Comme on pouvait s’y attendre, le groupe témoin n’a pas amélioré ni sa forme physique ni sa sensibilité à l’insuline durant ces six semaines. Au contraire, les deux autres groupes qui ont fait de l’exercice ont vu leur forme physique s’améliorer et leur tour de taille diminuer, bien que seulement quelques-uns des participants aient perdu du poids.

Le résultat le plus marquant de l’étude est que les participants qui ont fait de l’exercice à jeun ont « brûlé » deux fois plus de lipides (gras) que ceux qui ont consommé une boisson sucrée avant la séance d’exercice. Les participants des deux groupes qui ont fait de l’exercice ont pourtant dépensé le même nombre de calories.

Les participants qui ont couru à jeun ont aussi vu leur sensibilité à l’insuline s’améliorer davantage et leurs muscles ont synthétisé de plus grandes quantités de certaines protéines (l’AMP-activated protein kinase, un senseur énergétique, et le transporteur de glucose GLUT4) impliquées dans la réponse des cellules musculaires à l’insuline et l’utilisation des sucres.

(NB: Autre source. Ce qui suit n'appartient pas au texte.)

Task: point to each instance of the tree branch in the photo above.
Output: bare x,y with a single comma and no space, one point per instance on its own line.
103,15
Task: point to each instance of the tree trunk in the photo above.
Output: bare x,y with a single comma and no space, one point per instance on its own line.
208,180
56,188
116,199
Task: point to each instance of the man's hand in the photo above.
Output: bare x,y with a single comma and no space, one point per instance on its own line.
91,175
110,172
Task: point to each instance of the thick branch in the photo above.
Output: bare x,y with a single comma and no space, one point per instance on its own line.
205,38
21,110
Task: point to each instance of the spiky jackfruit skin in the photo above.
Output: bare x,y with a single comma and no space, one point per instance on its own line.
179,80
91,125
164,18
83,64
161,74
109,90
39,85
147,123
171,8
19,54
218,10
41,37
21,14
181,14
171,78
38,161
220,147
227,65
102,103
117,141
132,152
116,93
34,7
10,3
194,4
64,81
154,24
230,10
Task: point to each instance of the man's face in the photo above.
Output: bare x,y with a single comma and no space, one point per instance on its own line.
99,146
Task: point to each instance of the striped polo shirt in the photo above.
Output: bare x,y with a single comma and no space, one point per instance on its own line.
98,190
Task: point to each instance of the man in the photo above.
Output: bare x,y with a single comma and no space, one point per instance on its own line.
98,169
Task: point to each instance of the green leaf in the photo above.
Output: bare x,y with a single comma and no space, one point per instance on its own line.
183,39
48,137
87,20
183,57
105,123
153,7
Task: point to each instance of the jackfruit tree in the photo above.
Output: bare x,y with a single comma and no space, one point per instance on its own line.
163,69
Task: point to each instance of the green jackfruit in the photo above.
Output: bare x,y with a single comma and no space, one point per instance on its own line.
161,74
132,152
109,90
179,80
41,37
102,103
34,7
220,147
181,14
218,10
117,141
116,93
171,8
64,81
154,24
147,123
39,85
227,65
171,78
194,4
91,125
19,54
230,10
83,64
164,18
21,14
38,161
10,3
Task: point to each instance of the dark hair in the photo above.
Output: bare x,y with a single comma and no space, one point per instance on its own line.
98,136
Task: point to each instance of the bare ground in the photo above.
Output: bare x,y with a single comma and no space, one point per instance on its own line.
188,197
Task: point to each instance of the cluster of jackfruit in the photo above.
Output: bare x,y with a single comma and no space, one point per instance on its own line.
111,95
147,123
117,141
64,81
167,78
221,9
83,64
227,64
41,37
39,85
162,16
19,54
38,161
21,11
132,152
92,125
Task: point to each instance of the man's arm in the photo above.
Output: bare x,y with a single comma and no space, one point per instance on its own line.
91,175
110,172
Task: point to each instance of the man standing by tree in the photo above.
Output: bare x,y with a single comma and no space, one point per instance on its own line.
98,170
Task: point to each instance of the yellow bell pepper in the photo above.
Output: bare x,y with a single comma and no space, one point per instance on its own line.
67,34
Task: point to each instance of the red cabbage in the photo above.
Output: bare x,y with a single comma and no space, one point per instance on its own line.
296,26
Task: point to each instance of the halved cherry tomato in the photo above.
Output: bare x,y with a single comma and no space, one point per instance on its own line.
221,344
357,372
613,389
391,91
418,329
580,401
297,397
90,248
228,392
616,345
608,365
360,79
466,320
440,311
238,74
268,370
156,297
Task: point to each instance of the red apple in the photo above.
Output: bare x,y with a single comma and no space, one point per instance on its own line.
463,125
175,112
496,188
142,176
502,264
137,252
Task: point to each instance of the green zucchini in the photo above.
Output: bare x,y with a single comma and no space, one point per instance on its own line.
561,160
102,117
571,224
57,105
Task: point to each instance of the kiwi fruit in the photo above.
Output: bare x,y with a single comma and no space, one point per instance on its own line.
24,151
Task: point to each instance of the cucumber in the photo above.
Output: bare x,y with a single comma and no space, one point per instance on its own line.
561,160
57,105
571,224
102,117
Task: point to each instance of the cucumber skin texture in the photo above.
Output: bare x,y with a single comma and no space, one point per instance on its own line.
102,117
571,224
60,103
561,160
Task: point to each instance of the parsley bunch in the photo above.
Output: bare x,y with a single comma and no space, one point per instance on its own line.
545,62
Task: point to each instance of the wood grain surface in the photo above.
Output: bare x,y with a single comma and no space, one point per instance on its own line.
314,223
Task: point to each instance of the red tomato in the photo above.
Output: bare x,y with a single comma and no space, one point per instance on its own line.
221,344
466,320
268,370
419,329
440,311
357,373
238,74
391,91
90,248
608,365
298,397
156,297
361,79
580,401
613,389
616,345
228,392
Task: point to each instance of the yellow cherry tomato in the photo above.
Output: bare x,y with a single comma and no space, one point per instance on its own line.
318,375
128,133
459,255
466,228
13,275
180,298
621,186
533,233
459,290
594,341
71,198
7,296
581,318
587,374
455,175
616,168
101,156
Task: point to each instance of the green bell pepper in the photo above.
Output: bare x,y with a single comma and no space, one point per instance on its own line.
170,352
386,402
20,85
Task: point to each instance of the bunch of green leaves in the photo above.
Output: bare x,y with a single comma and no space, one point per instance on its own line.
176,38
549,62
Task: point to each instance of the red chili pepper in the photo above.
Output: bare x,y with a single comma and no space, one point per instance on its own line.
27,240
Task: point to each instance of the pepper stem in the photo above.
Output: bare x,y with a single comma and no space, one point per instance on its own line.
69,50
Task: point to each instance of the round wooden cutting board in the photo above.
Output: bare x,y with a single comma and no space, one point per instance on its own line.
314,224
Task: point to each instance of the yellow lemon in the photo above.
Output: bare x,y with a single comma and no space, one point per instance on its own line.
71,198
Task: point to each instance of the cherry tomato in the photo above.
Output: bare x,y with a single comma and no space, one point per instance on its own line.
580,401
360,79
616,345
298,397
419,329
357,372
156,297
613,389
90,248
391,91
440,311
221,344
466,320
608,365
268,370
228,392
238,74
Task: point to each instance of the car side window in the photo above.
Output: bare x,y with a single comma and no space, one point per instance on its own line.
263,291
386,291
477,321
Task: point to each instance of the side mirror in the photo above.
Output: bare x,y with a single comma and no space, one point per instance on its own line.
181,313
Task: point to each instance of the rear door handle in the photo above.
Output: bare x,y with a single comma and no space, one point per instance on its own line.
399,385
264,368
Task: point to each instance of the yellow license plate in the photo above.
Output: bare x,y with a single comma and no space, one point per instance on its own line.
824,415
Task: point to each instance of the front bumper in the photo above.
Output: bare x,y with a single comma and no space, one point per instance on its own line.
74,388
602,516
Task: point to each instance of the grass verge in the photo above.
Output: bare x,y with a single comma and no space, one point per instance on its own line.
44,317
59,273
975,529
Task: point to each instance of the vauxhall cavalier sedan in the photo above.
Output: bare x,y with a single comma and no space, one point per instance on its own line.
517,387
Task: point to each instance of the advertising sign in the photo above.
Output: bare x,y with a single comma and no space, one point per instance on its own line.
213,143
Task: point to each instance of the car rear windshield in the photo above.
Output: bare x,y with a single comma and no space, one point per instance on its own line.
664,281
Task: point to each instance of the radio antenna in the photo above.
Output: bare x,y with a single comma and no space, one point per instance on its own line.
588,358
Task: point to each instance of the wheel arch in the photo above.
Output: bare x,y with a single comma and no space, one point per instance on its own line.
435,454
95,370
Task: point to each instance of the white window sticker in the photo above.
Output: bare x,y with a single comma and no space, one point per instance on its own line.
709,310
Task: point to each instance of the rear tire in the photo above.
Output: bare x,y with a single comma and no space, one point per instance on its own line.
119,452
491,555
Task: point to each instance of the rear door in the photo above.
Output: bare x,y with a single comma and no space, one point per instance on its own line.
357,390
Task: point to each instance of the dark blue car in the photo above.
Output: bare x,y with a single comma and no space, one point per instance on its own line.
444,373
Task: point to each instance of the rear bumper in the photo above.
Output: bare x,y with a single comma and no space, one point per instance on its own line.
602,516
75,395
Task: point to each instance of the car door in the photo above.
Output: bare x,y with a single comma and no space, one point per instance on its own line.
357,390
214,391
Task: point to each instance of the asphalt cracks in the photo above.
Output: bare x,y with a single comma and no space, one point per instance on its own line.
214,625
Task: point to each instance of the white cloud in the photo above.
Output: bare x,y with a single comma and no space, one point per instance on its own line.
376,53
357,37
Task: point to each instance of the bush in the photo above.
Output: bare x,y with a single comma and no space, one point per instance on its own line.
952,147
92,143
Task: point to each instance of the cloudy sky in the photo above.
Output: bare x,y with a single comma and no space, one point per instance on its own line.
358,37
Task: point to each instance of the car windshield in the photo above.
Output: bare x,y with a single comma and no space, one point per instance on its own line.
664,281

Les études sur l’exercice et la santé métabolique devront à l’avenir tenir compte du moment de la prise des repas. Puisqu’il n’est pas possible pour tous de faire de l’exercice le matin après la période de jeûne nocturne, il sera intéressant de vérifier s’il est possible d’obtenir les mêmes bénéfices métaboliques après une période de jeûne diurne plus courte, par exemple lorsqu’on fait de l’exercice en début de soirée et que l’on a sauté le repas du midi. Il ne faut toutefois pas oublier que n’importe quelle activité physique (marche, tâches ménagères, etc.), pratiquée à n’importe quel moment de la journée, est bénéfique pour la santé.